The plaintiff alleges that on February 5, 2010, he sustained injuries while he and a coworker were installing wooden coverings to metal support columns on the ground floor of a property owned by the defendant 64 Annfield Court Corp. (hereinafter 64 Annfield). The defendant Ultimate One Construction Corp. (hereinafter Ultimate One) was the general contractor for the construction project on which the plaintiff was working. Despite the presence of an A-frame ladder in the immediate vicinity and metal scaffolding on the same level, the plaintiff and his coworker constructed and utilized an unsecured makeshift structure by affixing wooden planks on top of each other over metal rebar protruding from the concrete ground floor. While the plaintiff and his coworker were standing on the makeshift structure, it collapsed, causing the plaintiff to fall approximately 8 to 10 feet. As is relevant to this appeal, the plaintiff commenced this action to recover damages for personal injuries alleging, inter alia, a violation of Labor Law § 240 (1).

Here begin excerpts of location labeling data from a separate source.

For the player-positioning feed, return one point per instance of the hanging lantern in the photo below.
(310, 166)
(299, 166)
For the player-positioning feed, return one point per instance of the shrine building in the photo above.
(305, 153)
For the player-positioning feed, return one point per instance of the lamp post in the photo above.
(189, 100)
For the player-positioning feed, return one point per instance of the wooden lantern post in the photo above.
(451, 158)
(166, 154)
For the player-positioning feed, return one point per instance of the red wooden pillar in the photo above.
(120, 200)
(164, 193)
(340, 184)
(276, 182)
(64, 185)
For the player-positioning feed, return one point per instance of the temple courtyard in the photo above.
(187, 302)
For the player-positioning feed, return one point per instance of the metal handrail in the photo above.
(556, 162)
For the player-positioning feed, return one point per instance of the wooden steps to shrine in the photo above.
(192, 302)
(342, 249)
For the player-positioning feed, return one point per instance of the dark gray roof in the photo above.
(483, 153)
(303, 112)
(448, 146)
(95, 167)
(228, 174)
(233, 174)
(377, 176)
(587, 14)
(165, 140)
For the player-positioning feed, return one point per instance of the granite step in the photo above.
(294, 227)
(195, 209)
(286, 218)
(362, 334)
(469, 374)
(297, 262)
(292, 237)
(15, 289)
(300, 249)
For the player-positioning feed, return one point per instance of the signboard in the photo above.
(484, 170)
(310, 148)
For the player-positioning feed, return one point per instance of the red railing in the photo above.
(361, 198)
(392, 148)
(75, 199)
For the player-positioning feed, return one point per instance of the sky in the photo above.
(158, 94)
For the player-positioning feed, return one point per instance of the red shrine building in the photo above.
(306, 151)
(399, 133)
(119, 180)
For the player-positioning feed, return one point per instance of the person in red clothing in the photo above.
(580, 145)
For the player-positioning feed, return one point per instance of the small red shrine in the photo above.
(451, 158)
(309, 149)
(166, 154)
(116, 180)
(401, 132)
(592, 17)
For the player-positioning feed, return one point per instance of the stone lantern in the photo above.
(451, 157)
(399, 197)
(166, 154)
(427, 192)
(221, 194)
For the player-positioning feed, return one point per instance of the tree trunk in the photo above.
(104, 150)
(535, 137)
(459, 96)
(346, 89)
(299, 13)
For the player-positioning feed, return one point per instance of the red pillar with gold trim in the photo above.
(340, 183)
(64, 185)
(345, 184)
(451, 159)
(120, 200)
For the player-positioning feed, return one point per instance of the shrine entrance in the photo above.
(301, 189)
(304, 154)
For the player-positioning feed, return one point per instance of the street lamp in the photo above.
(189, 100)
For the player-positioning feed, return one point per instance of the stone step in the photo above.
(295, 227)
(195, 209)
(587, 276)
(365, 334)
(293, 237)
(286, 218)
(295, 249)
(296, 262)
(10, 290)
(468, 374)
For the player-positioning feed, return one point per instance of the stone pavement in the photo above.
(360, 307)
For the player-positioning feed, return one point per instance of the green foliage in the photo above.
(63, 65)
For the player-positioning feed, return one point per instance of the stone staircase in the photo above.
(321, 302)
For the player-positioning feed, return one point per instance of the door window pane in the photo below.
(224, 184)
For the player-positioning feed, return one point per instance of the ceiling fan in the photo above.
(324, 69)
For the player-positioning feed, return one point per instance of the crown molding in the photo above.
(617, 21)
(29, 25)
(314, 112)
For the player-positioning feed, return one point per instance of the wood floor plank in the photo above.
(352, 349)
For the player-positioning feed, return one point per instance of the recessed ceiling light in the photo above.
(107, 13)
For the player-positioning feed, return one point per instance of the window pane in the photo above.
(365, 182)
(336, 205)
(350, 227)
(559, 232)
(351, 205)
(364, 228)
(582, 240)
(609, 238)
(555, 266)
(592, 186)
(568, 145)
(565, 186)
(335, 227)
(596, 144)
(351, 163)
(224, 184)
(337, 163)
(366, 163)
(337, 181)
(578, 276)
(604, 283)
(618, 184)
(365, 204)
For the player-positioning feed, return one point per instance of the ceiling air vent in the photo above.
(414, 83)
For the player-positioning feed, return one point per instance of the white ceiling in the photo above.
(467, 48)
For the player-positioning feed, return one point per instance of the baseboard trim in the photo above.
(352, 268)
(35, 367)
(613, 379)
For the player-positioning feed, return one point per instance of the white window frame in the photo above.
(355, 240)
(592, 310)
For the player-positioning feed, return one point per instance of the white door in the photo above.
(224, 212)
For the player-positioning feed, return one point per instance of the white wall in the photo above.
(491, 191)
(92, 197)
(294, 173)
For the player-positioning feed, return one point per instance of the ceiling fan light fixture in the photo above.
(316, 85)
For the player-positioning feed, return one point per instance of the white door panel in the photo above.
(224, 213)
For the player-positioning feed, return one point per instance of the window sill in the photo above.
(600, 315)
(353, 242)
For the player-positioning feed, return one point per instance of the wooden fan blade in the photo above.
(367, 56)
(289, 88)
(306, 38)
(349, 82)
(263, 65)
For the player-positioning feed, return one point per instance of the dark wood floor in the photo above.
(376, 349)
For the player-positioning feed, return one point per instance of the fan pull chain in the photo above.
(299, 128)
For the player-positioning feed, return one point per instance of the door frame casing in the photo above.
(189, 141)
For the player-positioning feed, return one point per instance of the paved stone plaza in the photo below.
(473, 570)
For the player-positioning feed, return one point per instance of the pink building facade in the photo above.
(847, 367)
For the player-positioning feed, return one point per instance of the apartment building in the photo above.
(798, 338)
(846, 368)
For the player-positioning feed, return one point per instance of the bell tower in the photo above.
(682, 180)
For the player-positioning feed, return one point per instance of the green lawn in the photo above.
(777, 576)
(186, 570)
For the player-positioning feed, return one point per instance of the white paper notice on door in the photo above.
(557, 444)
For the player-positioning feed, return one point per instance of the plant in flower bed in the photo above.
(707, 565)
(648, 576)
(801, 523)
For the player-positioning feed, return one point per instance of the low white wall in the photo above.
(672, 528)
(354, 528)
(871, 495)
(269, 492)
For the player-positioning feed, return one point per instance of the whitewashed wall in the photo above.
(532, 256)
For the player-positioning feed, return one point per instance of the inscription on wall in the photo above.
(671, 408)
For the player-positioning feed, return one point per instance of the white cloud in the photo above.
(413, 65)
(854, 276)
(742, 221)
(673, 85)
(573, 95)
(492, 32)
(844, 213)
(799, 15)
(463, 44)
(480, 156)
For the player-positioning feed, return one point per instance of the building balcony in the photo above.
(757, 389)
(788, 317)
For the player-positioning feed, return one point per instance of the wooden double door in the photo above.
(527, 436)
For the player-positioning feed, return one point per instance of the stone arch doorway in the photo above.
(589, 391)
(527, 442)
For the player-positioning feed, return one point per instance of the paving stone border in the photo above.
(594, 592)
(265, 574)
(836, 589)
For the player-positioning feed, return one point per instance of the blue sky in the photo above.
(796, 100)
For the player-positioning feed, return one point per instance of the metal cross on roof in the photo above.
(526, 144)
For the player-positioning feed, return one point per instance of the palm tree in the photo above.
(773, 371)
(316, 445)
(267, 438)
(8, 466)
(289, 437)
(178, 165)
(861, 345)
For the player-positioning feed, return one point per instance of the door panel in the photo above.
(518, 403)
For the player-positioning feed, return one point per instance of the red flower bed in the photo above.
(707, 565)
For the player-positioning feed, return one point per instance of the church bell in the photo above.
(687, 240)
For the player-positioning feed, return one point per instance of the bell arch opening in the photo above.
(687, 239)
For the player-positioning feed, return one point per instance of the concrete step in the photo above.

The Supreme Court properly granted those branches of the motion of 64 Annfield and the separate motion of Ultimate One which were for summary judgment dismissing the cause of action alleging a violation of Labor Law § 240 (1) insofar as asserted against each of them. To recover on a cause of action pursuant to Labor Law § 240 (1), a plaintiff must demonstrate that there was a violation of the statute, and that the violation was a proximate cause of the accident (see Robinson v East Med. Ctr., LP, 6 N.Y.3d 550, 553-555 [2006]; Blake v Neighborhood Hous. Servs. of N.Y. City, 1 N.Y.3d 280, 287 [2003]). A plaintiff cannot recover under Labor Law § 240 (1) if his or her actions were the sole proximate cause of the accident (see Robinson v East Med. Ctr., LP, 6 NY3d at 553-555; Blake v Neighborhood Hous. Servs. of N.Y. City, 1 NY3d at 290). Here, 64 Annfield and Ultimate One each established their prima facie entitlement to judgment as a matter of law by showing that the plaintiff was the sole proximate cause of the accident that caused his alleged injuries since he constructed and used an improperly-placed, unsecured makeshift structure rather than using the A-frame ladder that was available in the immediate vicinity of his work site (see Montgomery v Federal Express Corp., 4 N.Y.3d 805 [2005]; Gittleson v Cool Wind Ventilation Corp., 46 A.D.3d 855, 856 [2007]; Plass v Solotoff, 5 A.D.3d 365, 367 [2004]).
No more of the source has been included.